There was really nothing to say to that, because things had been going wrong for over a decade by then, and the vampire was not surprised to hear it. They had fought the week before, a shouting match that ended with the werewolf throwing the vampire out of the house. They hadn’t spoken to each other since then, and the vampire had come to apologize, but had not yet had the chance.
"Yes. I do know," said the vampire.
"And I also love you." There was a kind of anger to it, but also a kind of warmth.
"I know. I’m sorry."
"It is not your fault," said the werewolf, and turned away. "I suppose I shall see you in five years."
"Where’re you going?" The vampire’s heart sank to somewhere low in the chest, or perhaps near the earth.
"Appalachia." It was not so far away, then, that there was no hope of return. Had the werewolf responded with ‘France,’ then, perhaps, there would have been reason to worry.
"Why are you leaving?"
There was a very long silence, and then the werewolf responded, in a way.

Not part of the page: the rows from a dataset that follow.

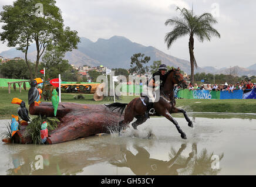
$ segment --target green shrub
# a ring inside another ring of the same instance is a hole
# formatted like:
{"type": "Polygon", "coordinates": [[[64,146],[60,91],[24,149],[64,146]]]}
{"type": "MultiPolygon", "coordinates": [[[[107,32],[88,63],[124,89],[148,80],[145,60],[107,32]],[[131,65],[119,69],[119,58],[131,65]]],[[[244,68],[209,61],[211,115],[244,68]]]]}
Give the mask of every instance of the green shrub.
{"type": "Polygon", "coordinates": [[[33,118],[26,129],[24,136],[25,137],[31,136],[32,143],[35,144],[42,143],[40,136],[40,131],[41,130],[41,124],[43,122],[46,122],[48,124],[47,129],[48,129],[48,133],[50,133],[57,128],[58,122],[59,122],[59,120],[55,117],[41,117],[40,115],[33,118]]]}

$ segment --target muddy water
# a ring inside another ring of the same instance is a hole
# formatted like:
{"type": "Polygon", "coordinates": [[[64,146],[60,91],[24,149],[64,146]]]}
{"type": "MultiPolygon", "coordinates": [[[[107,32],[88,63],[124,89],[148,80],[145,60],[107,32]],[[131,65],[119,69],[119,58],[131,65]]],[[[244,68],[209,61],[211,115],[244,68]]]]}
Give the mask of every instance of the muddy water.
{"type": "MultiPolygon", "coordinates": [[[[0,175],[256,175],[256,116],[190,113],[55,145],[0,143],[0,175]]],[[[8,120],[0,120],[0,133],[8,120]]]]}

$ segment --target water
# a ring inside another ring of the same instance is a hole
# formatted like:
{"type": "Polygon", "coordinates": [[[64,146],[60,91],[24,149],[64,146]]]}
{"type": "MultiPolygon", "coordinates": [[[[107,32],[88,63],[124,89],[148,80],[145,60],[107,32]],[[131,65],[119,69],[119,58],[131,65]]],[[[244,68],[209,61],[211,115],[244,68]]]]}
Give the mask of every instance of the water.
{"type": "MultiPolygon", "coordinates": [[[[0,175],[255,175],[256,116],[175,115],[118,133],[53,145],[0,143],[0,175]],[[213,160],[211,160],[213,159],[213,160]]],[[[0,120],[0,133],[9,120],[0,120]]]]}

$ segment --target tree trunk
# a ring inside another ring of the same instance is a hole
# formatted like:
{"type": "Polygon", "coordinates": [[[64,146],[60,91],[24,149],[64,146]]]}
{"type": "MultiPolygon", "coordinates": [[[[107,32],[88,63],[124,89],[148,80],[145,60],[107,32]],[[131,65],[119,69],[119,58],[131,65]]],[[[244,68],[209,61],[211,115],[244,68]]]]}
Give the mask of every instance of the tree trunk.
{"type": "MultiPolygon", "coordinates": [[[[42,102],[38,106],[33,103],[29,106],[29,113],[32,115],[54,117],[50,102],[42,102]]],[[[57,129],[49,133],[46,144],[56,144],[98,133],[109,133],[123,120],[123,115],[120,116],[120,113],[110,111],[104,105],[60,103],[56,117],[60,122],[57,129]]],[[[32,143],[29,136],[25,138],[25,128],[22,127],[14,135],[15,143],[32,143]]]]}
{"type": "Polygon", "coordinates": [[[35,77],[38,77],[38,64],[39,63],[40,58],[40,49],[39,49],[39,41],[38,40],[38,36],[36,35],[36,61],[35,65],[35,77]]]}
{"type": "Polygon", "coordinates": [[[26,39],[26,51],[25,52],[25,61],[26,62],[26,65],[28,65],[28,70],[29,71],[30,74],[30,80],[33,81],[33,72],[31,67],[30,67],[29,63],[28,61],[28,46],[29,46],[29,38],[26,39]]]}
{"type": "Polygon", "coordinates": [[[194,38],[193,34],[190,35],[188,42],[189,55],[190,56],[190,67],[191,67],[191,75],[190,82],[193,85],[194,84],[194,38]]]}

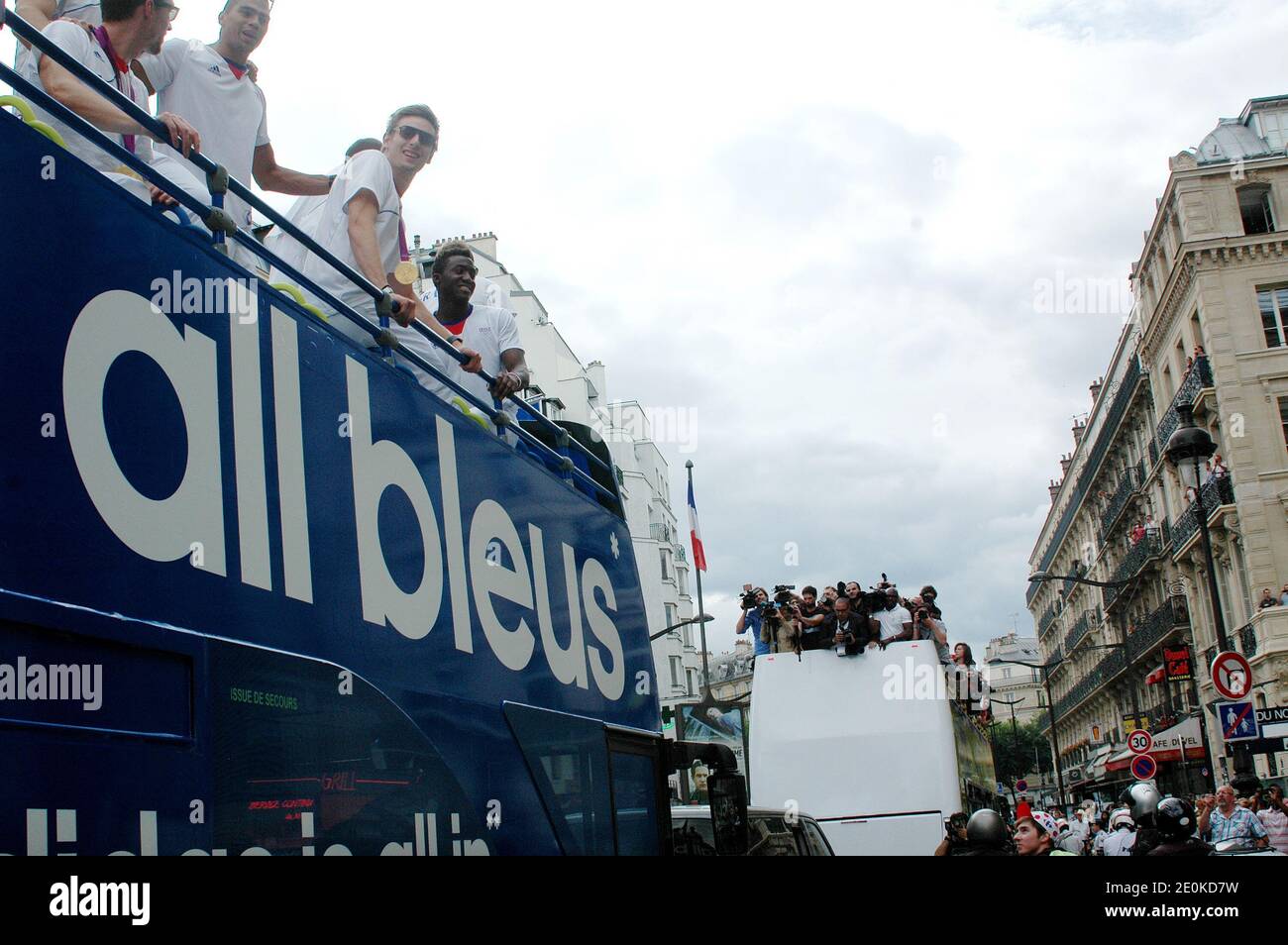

"Where I come from, there is a saying, that a werewolf bleeds four times for the one he loves. The only way to be certain is for one of the two to die. I would rather not be reassured as yet, and certainly not by the actions of my own hands."
"Is it true?" Those who say that the heart of an undead creature does not beat are wrong; the vampire’s pulse was so loud that both of them could hear it.
"What do you think? I don’t believe in it; it’s superstitious and foolish. It sounds like something my old German grandmother would say, trying to scare me with Slavic tales when I was small."
That would have been more convincing, if the werewolf’s old German grandmother had not said, when the one who would become the werewolf was a child, You are like my ancestors, who watched the moon to find themselves, and who bled not to show that they were alive, but to keep that life.
Das Ende.
A/N: I’m quite proud of the way I did the vampire/werewolf/Hunter sections, in which I used no gender-specific pronouns. It was intentional, as I used only gender-specific pronouns to refer to the couple in modern-day. There are no names in this fic whatsoever, and that was also intentional.